Todd Young - 1 year ago 41

R Question

I am completely new to data.table, so please bear with me. In the following example, I would like to create two new columns in my dataset: the total purchase price within two different time periods for each customer ID. So far, I have that working.

However, I get stuck when trying to subset the data. I would like to subset the data so that each row represents a unique customer ID along with their final purchase price, final purchase date, period 1 purchase price total, and their period 2 purchase price total.

I thought that data.table might replicate the computed totals over all rows corresponding to each customer. However, it only replicates those totals in rows corresponding to the period intervals specified in the table's *i* index. Since it does not replicate those totals over all rows for each customer, my final dplyr block does not do the trick.

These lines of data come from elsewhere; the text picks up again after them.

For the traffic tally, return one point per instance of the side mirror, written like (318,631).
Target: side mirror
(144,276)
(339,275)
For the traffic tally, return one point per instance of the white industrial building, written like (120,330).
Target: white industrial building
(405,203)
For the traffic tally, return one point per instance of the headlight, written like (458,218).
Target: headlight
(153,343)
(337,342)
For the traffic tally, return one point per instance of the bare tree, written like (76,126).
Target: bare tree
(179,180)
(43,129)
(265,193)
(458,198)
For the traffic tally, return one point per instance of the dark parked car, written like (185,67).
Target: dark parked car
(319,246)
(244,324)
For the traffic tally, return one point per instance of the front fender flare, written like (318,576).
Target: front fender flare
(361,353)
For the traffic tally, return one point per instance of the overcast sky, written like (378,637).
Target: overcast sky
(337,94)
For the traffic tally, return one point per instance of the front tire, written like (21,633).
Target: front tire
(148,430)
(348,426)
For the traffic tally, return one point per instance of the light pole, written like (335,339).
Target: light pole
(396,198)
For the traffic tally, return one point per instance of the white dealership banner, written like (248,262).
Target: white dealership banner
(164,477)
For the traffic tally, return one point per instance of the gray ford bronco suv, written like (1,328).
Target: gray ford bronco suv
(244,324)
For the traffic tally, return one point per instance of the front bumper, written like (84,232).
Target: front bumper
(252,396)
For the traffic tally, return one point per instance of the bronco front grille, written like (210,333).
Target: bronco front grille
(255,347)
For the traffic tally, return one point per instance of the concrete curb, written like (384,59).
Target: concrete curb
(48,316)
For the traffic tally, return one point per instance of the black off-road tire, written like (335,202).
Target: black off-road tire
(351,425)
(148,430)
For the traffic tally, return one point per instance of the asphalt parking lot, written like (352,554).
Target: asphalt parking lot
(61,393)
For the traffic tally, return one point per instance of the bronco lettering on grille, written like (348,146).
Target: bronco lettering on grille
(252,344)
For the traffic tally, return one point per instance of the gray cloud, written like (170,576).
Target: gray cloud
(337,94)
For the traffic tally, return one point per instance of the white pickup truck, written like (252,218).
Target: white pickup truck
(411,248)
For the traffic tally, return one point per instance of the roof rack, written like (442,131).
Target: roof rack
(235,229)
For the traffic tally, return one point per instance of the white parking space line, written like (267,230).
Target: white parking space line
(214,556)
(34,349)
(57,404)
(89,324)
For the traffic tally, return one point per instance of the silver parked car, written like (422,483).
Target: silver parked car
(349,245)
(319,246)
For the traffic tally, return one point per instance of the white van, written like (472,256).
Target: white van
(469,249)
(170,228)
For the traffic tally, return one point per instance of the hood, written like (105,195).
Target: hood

In the second and third code blocks I will give the output of the final dplyr code and then what the output I would like to achieve.

`library(lubridate)`

library(data.table)

library(dplyr)

data <- data.frame(custid = c(rep(1, 4), rep(2, 4), rep(1, 4), rep(2, 4)),

purchase.price = seq(1, 32, by=2),

date = seq.Date(from=as.Date("2015-01-01"), to=as.Date("2015-01-16"), by="days"))

period_intervals <- list(period_one = interval(as.Date("2015-01-01"), as.Date("2015-01-09")),

period_two = interval(as.Date("2015-01-10"), as.Date("2015-01-16")))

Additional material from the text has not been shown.